I thought that maybe the problem is with the clocksource, but it is set to "kvm-clock" already.

$ cat /sys/devices/system/clocksource/clocksource0/available_clocksource
kvm-clock tsc hpet acpi_pm 

$ cat /sys/devices/system/clocksource/clocksource0/current_clocksource
kvm-clock

Best Answer

The Problem

I've got the same problem and I haven't found a good solution. Here's what I found:

The problem is that after resume, the system and hardware clock times on the guest are different:

root@guest:~# date; hwclock
Sat Oct 11 13:09:38 UTC 2014
Sat Oct 11 13:10:42 2014  -0.454380 seconds

On the host, they agree:

root@four:~# date; hwclock
Sat Oct 11 13:11:35 UTC 2014
Sat Oct 11 13:11:36 2014  -1.000372 seconds

The solution would be to run hwclock --hctosys on the guest after it's been resumed. However, I haven't found a way to do this with changes on the guest system only, as the guest doesn't notice that it is suspended and resumed.

QEmu Guest Agent

There is the possibility to run a software called QEmu Guest Agent on the guest and notify from the host to update the guest system clock from the guest hardware clock. However, the page mentions that the guest agent makes the host and guest vulnerable to attacks from each other because of issues with a JSON parser (at least I believe that the affected code is also run on the host, I'm not sure about that). Anyway, here's how to set that up:

  1. Set up a virtio serial channel for the agent as mentioned in the libvirt wiki (see also libvirt domain format documentation).

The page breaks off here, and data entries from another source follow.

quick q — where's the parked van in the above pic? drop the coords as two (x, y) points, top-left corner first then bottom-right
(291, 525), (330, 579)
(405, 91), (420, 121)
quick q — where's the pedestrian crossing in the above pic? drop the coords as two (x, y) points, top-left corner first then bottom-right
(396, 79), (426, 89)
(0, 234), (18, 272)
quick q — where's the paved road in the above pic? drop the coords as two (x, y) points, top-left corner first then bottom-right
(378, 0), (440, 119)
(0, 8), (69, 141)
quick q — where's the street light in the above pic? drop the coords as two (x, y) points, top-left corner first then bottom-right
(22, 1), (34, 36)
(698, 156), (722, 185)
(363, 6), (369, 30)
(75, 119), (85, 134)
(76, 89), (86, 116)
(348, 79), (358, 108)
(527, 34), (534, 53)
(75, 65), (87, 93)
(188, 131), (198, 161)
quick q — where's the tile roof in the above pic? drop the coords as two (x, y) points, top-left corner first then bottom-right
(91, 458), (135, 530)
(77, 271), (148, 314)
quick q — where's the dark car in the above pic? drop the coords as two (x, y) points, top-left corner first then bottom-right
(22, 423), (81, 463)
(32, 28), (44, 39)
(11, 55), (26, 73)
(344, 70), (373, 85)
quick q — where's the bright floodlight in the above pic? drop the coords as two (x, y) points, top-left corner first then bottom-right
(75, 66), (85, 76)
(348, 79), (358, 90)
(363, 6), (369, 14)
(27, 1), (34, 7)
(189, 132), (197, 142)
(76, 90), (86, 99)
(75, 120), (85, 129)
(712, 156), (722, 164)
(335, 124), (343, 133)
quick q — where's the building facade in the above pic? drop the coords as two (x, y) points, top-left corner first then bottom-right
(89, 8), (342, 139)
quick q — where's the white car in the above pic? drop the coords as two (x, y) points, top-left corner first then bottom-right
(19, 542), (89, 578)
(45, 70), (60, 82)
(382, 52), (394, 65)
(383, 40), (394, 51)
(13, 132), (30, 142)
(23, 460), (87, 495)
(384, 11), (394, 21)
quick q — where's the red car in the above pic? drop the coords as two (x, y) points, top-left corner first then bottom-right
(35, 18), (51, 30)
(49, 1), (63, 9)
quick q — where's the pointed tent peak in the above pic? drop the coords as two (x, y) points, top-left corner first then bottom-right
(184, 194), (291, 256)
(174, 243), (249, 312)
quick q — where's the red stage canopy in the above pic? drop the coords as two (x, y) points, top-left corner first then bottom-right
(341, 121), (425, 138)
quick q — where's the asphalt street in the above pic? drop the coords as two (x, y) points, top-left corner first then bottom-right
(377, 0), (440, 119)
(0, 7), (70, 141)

  2. After the serial channel is available, install and start the QEmu Guest Agent on the guest. (Debian: apt-get install --no-install-recommends qemu-guest-agent.)

  3. Trigger the clock offset by suspending, waiting and resuming. Then run the following command on the host to correct it: virsh qemu-agent-command backup '{"execute":"guest-set-time"}' The wiki page that using virsh qemu-agent-command is unsupported, but I haven't found any other command that does the job.

I found two discussions on automating within libvirt the call to guest-set-time on resume from suspend:

However, nothing has been implemented yet as far as I could see.

I found information on how to submit commands to the guest agent on wiki of stoney-cloud.org.

I've also tried setting tickpolicy="catchup" in the libvirt timer configuration but this didn't solve the problem.

NTP

An alternative to using the agent would be to use an ntp daemon or to call ntpdate periodically from a cron job. I wouldn't recommend the latter, as it can cause the time to go backwards, which can confuse programs (for example, the Dovecot IMAP server doesn't try to handle time going backwards and can terminate).

I tried the following ntp daemons:

  • openntpd: Corrects time very slowly at a rate of about 2 seconds per 60 minutes in my test. The time offset was 120 seconds. Also, openntpd throws an error if the time offset is too large and, in my test, completely fails to correct time in that case. Advantages of openntpd: Can run as regular user in chroot.

  • chrony: Corrects a time offset of 120 seconds in 30 minutes in my test. chrony can be configured to run as regular user. chroot support is not implemented. NTP server polling interval can be configured for each NTP server.

  • systemd-timesyncd: Corrects a time offset of 120 seconds in 30 seconds in my test. Runs as regular user by default. However, the polling interval of NTP servers increases up to 2048 seconds, so that a suspend/resume wouldn't be detected until 34 minutes after the resume in the worst case. This does not seem to be configurable. Also, I've observed timesyncd step the time backwards, which causes the same problems as calling ntpdate in a cron (see above).

chrony solves the problem. Openntpd isn't suitable because its correction rate is too low and doesn't seem to be configurable. systemd-timesyncd doesn't entirely solve the problem either, because its polling interval is not configurable.

I tested the following Debian versions of the NTP daemons: openntpd 20080406p-10, chrony 1.30-1 and systemd 215-5+b1.